# Fiscal residency in Spain



## Extremaduramike (Jun 24, 2011)

I wonder if anybody can help me on this. I have been told recently by the Agencia Tributaria that I am ficscally resident in Spain. I've looked at the OECD definitions and I believe I should still be fiscally resident in the UK and have continued to pay tax there. 
The problem has arisen because my bank appears to have told the Tributaria about interest payments made to me in the UK as is normal under the E.U. savings directive. 
I went to the local office of the Tributaria but they couldn't tell me how I could change to being non-resident for fiscal purposes.
I spoke to the Inland Revenue in the UK in the hope that they had come across this situation before but they were unable to help.
Does anyone have any ideas on this? Thanks in advance.


----------



## gus-lopez (Jan 4, 2010)

Where do you actually live? If , as I take it, you are in Spain for more than 183 days a year you are fiscally resident even if you have a pension / income that is already taxed in the UK. Therefore you have to make a tax declaration here in spain as well , listing total world-wide income , less tax already deducted which is taken in to account under the reciprocal agreement. If you have a civil service pension that has to have tax deducted in the UK you just leave that out . If you live here for more than the 183 days you can't elect to be 'fiscally non-resident'. Others, far more knowledgable than I , will be along to help soon.


----------



## jojo (Sep 20, 2007)

The rule of thumb is that if you are a resident of Spain and live here for more than 183 days, then you pay your taxes here. My OH pays his tax, NI etc in the UK because he makes sure that he is there for more than 6 months a year and has no financial links with Spain at all. 

Jo xxx


----------



## Extremaduramike (Jun 24, 2011)

Thanks for the quick replies! Sorry, I didn't make it clear that I'm in Spain less than 6 months of the year but the authorities seem to have considered me to be tax resident. So far they have told me that they don't know how I can change that. I'm sure they are wrong but I keep getting the same answer. I was hoping someone would have come across the same problem at some time. 
I know, in theory, I could accept what they say and pay the tax. I could then reclaim it from the UK or follow the double taxation guidelines. The problem with that is I would have to lie to HMRC in the UK and I'm not prepared to do that. Any ideas?


----------



## jojo (Sep 20, 2007)

Extremaduramike said:


> Thanks for the quick replies! Sorry, I didn't make it clear that I'm in Spain less than 6 months of the year but the authorities seem to have considered me to be tax resident. So far they have told me that they don't know how I can change that. I'm sure they are wrong but I keep getting the same answer. I was hoping someone would have come across the same problem at some time.
> I know, in theory, I could accept what they say and pay the tax. I could then reclaim it from the UK or follow the double taxation guidelines. The problem with that is I would have to lie to HMRC in the UK and I'm not prepared to do that. Any ideas?

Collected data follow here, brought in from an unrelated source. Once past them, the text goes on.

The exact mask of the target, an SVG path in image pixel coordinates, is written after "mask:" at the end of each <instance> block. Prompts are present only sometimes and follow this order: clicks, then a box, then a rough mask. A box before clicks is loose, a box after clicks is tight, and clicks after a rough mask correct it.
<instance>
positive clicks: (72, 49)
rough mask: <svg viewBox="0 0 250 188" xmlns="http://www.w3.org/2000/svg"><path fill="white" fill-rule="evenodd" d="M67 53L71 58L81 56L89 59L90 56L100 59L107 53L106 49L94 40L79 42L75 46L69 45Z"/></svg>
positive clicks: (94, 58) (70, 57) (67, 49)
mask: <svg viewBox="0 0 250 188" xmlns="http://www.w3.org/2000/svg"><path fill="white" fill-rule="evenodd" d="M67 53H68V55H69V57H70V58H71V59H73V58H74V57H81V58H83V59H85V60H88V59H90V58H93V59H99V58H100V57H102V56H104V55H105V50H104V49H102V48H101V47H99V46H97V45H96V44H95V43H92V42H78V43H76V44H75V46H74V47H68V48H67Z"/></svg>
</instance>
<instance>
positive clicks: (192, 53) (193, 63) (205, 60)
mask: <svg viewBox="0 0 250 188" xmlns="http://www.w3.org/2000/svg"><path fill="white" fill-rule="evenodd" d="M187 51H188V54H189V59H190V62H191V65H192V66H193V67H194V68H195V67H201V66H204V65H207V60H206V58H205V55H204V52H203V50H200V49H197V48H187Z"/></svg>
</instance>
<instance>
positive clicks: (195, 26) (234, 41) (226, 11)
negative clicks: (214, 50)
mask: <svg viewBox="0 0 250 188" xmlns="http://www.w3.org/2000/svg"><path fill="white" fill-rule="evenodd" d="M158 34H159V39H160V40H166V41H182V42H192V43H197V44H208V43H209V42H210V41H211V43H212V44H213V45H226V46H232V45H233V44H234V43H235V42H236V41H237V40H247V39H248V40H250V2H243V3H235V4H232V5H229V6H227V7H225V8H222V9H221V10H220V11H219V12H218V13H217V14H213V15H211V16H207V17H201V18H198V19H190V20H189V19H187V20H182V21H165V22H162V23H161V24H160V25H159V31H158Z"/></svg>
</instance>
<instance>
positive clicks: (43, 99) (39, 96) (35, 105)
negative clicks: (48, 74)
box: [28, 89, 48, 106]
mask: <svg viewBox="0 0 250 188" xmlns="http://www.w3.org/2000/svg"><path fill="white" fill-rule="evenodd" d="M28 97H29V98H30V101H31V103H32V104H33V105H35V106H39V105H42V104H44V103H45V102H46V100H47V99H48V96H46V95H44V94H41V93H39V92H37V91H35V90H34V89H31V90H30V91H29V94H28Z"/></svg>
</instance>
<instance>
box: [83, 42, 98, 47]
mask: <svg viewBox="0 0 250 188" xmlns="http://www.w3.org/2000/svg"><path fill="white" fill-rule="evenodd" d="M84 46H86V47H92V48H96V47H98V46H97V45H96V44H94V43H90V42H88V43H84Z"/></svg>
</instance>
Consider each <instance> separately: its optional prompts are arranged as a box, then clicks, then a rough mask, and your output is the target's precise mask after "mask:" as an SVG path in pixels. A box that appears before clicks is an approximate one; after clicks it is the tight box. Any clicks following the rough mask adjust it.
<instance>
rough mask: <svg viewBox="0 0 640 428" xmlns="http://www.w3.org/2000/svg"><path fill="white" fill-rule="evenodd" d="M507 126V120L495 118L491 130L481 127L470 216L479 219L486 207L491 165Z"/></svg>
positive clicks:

If you have a residencia and have a residents bank account in Spain then they could call you a resident. Maybe give them your UK address and tell them thats where you live and thats where they need to address their issues - then its pretty obvious that you live there!??

You need to speak with an accountant or a knowledgeable gestoria I guess - unless anyone one here knows??????


----------



## CapnBilly (Jun 7, 2011)

You need to submit a modelo 30 which is how u declare your fiscal residency ( you also use this form to register as fiscally resident). You may need to supply a letter of fiscal residency in the uk which you can get from HMRC. Don' t forget that u will then need to submit a form 210 if u have a property here, and pay tax on any rental income you earn, or the deemed income if you don't let it out


----------



## CapnBilly (Jun 7, 2011)

Suddenly occurred to me that your UK bank would only declare interest if your address shows as Spain, so you should change that to your UK address.


----------



## Extremaduramike (Jun 24, 2011)

Thanks for the excellent replies. My first time using this forum and I'm well impressed! I'll check out your suggestions.


----------